A film to embody the Eighties, and justify them. John Carpenter in Spielberg-Lucas turf, he surveys the perils and wholeheartedly forges ahead, the analysis is given in a droll exchange between Kurt Russell and Dennis Dun: "Hollow?" "Hollow." "Fuck it." (Or, more poetically: "The darkest magic, my soul swims in it.") Set in San Francisco, the tale is spun by Victor Wong, who lends it the proper gleam by summoning a miniature lighting bolt to a Doubting Thomas, the rest is pure play. Russell is a truck driver who's taken swagger lessons from John Wayne, Dun is a Chinatown restaurateur searching for his kidnapped fiancée, an emerald-eyed supermodel; an early chase gives a pellucid view of the city and a detour into misty alleys locates the overflowing caldron of genres within it, a street melee rages on until a trio of wire-fu divinities descends from the heavens to dice through the warring factions. The villain (James Hong) appears first as a smirky hobo, then resplendent in Ming the Merciless robes, then a pissy Methusela in a wheelchair, yearning to be made flesh following millenniums as an apparition; the heroes enter a warehouse and end up in the "Hell of Upside Down Souls" ("the Chinese have a lot of hells"), while Kim Cattrall breezes through to buttress Only Angels Have Wings in Carpenter's pop magpie foundations, which also include Year of the Dragon, Blood Alley, The Magic Blade, Hair-Raising Hare, etc.

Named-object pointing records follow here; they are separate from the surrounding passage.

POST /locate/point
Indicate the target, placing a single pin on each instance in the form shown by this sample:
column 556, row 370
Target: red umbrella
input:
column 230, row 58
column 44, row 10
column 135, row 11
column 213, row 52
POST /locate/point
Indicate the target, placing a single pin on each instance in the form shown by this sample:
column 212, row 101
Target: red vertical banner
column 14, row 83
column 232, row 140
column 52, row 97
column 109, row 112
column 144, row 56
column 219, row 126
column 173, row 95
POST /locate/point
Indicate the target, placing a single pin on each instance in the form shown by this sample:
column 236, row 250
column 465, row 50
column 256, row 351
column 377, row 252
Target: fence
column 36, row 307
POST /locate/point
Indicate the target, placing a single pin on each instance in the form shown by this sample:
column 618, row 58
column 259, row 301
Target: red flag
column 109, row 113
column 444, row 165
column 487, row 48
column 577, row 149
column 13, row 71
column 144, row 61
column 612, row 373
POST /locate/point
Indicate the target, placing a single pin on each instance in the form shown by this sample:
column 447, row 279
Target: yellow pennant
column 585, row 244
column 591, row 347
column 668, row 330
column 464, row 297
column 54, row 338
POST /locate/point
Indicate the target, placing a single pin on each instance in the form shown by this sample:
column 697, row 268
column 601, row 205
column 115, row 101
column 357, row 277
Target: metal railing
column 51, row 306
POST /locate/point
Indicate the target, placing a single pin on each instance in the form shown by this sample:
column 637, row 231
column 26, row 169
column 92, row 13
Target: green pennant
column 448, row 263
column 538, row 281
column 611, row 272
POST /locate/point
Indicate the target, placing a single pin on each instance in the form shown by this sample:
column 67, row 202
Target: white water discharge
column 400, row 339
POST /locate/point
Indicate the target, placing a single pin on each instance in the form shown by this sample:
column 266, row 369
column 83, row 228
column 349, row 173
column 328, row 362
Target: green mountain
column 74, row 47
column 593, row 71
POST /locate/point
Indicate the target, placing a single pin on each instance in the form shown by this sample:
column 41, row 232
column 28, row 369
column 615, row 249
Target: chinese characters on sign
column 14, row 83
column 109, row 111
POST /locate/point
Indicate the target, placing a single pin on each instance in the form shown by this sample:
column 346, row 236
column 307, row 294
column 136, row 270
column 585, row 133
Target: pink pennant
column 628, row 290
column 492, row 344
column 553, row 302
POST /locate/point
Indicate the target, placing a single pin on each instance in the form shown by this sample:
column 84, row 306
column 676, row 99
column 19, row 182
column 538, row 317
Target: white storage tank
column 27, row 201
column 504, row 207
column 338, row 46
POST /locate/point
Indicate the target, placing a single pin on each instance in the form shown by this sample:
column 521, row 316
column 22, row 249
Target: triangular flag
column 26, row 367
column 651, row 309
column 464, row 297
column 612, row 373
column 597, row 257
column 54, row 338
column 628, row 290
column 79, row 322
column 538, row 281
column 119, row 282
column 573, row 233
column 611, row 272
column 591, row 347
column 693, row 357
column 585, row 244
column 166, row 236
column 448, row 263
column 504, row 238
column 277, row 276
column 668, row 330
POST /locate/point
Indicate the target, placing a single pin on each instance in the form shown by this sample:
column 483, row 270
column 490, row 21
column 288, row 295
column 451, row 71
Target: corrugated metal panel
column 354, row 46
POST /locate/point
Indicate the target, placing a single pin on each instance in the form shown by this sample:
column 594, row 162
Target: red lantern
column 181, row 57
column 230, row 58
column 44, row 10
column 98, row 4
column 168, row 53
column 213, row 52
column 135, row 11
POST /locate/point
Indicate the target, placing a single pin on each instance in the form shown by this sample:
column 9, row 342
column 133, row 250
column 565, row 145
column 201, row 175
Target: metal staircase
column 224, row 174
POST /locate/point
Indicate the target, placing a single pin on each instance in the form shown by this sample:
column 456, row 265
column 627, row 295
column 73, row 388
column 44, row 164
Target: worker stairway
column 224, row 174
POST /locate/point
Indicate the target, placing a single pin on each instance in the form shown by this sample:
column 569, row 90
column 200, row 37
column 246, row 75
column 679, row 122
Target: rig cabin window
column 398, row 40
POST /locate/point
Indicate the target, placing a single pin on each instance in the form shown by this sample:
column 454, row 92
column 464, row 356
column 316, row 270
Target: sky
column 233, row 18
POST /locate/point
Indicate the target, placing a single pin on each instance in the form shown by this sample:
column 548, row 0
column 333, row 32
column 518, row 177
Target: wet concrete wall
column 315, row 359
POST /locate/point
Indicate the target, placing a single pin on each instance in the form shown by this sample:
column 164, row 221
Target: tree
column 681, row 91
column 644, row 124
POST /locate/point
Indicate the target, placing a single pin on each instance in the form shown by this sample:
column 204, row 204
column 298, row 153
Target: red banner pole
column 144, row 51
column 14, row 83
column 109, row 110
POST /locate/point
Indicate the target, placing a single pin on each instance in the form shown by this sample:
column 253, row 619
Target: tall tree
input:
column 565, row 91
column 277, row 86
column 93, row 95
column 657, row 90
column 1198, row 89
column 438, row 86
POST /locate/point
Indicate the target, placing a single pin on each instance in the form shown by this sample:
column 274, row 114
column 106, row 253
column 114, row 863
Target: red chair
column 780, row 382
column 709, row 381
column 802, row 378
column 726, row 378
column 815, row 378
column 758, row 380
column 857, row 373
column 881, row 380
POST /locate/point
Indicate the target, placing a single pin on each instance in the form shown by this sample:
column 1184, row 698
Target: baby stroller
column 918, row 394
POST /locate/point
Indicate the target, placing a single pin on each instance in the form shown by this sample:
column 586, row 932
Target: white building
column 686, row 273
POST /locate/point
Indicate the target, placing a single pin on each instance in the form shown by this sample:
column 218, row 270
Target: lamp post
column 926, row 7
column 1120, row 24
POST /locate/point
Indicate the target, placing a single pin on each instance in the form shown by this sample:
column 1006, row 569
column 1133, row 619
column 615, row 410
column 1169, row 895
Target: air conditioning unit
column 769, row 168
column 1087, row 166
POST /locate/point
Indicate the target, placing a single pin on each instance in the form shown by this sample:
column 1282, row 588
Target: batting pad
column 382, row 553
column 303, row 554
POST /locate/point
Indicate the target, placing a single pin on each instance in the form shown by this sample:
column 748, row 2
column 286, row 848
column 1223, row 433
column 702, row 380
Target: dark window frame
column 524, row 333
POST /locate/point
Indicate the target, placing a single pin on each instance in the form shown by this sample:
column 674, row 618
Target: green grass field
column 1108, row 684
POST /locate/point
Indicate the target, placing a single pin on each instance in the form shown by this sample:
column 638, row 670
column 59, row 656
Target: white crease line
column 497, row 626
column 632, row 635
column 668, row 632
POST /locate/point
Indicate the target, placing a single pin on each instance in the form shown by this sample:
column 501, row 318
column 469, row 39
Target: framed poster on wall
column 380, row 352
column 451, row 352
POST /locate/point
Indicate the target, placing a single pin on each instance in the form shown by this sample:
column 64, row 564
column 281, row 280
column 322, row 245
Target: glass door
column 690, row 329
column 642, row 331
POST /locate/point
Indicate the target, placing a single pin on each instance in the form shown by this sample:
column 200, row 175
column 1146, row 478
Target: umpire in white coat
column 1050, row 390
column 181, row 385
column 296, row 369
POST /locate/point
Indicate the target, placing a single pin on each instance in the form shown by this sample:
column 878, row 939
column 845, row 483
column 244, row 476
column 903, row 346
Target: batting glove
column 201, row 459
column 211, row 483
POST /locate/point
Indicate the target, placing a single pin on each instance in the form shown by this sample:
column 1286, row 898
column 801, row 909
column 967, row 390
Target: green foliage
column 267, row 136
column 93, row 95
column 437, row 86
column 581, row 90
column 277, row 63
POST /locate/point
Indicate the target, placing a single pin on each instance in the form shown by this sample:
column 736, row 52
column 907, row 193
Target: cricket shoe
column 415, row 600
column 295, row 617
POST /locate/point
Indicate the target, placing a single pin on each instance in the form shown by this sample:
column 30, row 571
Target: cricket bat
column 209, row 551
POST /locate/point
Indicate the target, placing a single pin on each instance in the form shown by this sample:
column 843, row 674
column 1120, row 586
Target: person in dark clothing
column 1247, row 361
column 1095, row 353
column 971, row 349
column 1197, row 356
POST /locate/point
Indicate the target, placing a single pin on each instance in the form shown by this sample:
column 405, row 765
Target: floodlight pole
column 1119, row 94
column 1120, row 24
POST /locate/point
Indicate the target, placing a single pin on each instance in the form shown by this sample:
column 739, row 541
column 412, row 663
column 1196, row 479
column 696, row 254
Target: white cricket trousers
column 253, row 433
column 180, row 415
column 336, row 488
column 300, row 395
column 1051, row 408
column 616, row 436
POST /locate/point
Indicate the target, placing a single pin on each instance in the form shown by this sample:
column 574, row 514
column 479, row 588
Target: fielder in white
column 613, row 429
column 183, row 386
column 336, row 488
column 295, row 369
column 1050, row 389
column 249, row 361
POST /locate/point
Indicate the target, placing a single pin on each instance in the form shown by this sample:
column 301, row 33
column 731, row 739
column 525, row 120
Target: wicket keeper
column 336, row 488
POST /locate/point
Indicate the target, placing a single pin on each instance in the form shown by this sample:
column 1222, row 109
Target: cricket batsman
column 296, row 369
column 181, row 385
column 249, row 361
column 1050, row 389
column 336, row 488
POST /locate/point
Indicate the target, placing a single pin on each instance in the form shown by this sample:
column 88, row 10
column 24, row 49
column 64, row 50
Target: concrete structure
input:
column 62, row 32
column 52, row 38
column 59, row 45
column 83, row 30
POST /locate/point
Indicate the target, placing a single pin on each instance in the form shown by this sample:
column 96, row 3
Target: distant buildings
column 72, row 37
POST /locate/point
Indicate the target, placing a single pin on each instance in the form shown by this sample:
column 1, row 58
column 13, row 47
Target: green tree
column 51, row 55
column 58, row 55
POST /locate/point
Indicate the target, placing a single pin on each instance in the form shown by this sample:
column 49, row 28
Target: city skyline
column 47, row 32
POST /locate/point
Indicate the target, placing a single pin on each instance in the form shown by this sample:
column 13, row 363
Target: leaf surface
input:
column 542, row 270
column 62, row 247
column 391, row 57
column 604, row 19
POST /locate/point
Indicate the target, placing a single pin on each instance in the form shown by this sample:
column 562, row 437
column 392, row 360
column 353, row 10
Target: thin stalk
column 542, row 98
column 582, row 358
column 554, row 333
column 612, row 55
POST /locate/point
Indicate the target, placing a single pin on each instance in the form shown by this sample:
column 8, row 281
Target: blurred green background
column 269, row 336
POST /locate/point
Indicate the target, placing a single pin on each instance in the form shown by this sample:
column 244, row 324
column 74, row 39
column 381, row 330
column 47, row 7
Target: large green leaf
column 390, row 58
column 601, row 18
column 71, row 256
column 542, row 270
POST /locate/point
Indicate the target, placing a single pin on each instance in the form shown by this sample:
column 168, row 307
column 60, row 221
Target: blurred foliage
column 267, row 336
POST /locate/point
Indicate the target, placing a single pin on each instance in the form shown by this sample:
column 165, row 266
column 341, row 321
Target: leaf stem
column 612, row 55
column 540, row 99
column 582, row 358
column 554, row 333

W.D. Richter worked on the screenplay, and Russell lovingly evokes the spirit of The Adventures of Buckaroo Banzai Across the 8th Dimension by firing his gun into the air before a showdown and getting knocked unconscious by falling debris; for the rest, Richter's loopy jokes receive Carpenter's unerring formalist elegance, the villain's lair has a cocktail lounge where the intrepid warriors mix magic potion and neon skulls adorn sinister subterranean ceremonies. Naturally, it took the rise of post-modernism in the next decade for people to notice the greatness in it, but Carpenter at once understood the complex layering of pop imagery, and was off to make We Live. Cinematography by Dean Cundey. With Kate Burton, Donald Li, Carter Wong, and Suzee Pai.